Many of our clothes are also made from synthetic materials such as polyester and viscose. When we wash our clothes, the tiny plastic threads are shed from the garment and eventually make their way into the water supply. These microfibres are so tiny that they are most often not filtered out, and they are not biodegradable either- so they float around in our rivers, lakes, and seas. Marine organisms eat these plastic fibres, eventually making its way up the food chain to us. When you think about it, when you eat seafood, you are eating plastic as well. Because of your clothes. Yuck.

And then we buy the clothes and wear them. We feel good because we are being trendy and fashionable. Predictably, it falls out of style and we never wear that $19.90 blouse ever again. So what do we do? We throw it away. The Copenhagen Fashion Summit reported that fashion is responsible for 92 million tons of solid waste dumped in landfills each year.
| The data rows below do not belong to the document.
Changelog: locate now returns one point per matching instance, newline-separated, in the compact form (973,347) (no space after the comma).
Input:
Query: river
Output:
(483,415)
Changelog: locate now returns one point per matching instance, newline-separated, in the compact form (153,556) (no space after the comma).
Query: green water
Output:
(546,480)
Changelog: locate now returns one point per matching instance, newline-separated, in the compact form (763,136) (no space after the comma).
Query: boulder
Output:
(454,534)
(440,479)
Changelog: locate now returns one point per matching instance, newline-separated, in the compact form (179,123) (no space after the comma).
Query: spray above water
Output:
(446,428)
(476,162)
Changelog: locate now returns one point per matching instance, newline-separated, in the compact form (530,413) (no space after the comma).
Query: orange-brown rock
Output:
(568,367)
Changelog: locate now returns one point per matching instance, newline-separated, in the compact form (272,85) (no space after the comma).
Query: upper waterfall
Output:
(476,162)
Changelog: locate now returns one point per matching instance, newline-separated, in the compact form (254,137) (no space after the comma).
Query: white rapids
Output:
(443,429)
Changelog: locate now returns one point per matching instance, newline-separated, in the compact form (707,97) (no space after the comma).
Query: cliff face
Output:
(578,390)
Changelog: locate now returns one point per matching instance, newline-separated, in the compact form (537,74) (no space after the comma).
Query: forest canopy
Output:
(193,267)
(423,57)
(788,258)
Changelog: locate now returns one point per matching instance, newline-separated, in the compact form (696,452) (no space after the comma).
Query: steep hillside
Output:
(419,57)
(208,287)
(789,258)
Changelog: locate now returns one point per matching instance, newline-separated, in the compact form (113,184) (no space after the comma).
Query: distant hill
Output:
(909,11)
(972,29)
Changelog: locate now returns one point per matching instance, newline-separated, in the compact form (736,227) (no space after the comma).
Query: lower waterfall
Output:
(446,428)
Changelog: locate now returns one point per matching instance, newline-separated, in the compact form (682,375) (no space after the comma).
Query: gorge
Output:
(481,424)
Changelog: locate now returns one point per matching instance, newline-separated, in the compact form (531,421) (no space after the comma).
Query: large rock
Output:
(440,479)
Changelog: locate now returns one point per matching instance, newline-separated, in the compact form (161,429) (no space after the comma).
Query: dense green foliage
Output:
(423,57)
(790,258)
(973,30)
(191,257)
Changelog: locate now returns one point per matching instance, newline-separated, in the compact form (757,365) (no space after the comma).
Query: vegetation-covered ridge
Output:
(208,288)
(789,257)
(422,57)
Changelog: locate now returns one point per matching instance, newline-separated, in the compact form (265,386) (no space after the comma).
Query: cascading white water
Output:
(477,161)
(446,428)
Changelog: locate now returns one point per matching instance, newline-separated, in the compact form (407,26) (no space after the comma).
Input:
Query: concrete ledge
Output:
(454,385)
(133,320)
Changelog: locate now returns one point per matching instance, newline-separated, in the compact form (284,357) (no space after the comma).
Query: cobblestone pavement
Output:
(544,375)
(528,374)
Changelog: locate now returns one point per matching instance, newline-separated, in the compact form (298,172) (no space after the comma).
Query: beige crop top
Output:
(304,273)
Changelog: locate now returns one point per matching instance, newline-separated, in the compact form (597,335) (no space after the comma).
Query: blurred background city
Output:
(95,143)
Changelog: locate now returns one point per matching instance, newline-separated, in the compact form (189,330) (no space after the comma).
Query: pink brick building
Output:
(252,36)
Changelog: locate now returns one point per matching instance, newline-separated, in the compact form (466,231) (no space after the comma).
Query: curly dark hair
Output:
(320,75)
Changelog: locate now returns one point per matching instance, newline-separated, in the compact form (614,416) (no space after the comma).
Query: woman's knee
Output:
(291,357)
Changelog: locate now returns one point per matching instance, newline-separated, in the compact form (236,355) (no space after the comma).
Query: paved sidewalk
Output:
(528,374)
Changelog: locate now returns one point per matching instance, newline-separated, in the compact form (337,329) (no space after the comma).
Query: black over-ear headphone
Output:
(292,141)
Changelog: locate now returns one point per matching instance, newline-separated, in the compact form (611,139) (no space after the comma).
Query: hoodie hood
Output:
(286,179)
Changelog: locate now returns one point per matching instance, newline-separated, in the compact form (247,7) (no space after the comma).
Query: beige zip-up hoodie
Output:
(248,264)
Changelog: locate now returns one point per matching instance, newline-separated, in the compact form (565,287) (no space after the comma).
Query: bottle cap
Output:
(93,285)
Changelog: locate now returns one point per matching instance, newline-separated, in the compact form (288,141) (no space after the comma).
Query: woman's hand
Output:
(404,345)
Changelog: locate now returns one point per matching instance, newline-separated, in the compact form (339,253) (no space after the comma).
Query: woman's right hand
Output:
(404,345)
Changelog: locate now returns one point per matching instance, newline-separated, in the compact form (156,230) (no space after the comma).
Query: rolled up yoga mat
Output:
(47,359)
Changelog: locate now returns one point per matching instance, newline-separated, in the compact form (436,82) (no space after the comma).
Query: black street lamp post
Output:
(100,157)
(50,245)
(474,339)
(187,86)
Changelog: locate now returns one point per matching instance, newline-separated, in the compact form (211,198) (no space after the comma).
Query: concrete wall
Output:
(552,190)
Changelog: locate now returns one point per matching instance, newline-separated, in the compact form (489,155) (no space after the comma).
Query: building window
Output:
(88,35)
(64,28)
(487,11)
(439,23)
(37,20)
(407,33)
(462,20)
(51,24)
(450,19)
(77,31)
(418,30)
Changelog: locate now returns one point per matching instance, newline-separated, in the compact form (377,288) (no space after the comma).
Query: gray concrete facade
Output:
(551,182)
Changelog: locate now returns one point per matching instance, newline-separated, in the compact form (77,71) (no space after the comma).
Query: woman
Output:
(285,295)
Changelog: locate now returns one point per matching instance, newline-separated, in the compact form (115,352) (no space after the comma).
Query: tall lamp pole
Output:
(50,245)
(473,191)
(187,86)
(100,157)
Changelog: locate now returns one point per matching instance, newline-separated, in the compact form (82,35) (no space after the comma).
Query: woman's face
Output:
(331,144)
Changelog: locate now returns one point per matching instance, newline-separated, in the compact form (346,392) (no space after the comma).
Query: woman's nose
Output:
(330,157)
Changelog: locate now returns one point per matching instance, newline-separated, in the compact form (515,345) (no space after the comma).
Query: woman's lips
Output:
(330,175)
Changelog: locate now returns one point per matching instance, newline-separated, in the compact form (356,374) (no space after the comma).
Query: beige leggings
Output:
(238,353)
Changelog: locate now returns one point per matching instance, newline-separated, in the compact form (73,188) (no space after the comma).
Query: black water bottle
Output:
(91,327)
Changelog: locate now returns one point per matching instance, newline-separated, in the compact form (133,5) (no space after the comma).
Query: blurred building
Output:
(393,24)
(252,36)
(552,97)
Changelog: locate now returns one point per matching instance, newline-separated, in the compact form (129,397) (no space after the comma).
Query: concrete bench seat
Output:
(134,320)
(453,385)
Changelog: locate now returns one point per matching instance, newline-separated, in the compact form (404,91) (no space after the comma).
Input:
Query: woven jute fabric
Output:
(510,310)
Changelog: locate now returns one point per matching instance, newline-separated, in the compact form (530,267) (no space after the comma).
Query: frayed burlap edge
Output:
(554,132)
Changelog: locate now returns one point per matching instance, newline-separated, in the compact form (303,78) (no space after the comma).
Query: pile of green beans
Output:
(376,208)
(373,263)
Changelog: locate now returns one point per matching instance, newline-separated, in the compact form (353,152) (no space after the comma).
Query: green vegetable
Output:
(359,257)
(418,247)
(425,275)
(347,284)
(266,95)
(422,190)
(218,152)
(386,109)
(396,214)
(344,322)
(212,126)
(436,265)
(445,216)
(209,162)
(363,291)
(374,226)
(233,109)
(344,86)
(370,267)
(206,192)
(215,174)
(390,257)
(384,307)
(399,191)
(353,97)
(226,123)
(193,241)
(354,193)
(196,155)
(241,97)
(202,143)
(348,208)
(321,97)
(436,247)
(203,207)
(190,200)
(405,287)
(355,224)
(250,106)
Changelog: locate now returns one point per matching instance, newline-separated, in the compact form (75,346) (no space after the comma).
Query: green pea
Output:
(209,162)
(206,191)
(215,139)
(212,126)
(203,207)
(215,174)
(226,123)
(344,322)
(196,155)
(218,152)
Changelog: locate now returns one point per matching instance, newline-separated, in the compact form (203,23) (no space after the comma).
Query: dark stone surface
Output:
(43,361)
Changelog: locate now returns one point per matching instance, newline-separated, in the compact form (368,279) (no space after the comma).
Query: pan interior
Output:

You might say, “Oh, but companies like H&M have recycling incentives and sustainable clothing lines!”

The truth is that it is mostly greenwashing, essentially a marketing campaign to ease our consciences. Read more about the truth of these recycling programs here: https://www.cbc.ca/news/business/clothes-recycling-marketplace-1.4493490. Only 0.7% of H&M’s clothing is made of recycled material. The production and business model does not change.

So what am I supposed to do as a consumer?

  • Buy secondhand clothing. Thrifting is a great way to get unique vintage finds, while giving old clothes a new lease of life.
  • Purchase clothes made out of organic materials. Labels like Stella McCartney and Eileen Fisher have notably been rehauling the industry by changing their business models to be more sustainable, such as by using organic fabrics and reducing emissions.
  • Donate your old clothes instead of throwing them away. Rather than ending up in landfill, give your clothes to someone who needs it.
  • If you really cannot turn away from the good deals at Zara, at the very least, cut down on the amount you buy. Carefully think about whether the clothing you buy is absolutely necessary, instead of mindless consumption.

Ultimately, these companies (Inditex, I’m looking at you) need to change their business models and make them more sustainable. But this may be very far away. Till then, buy less and use what you have for longer.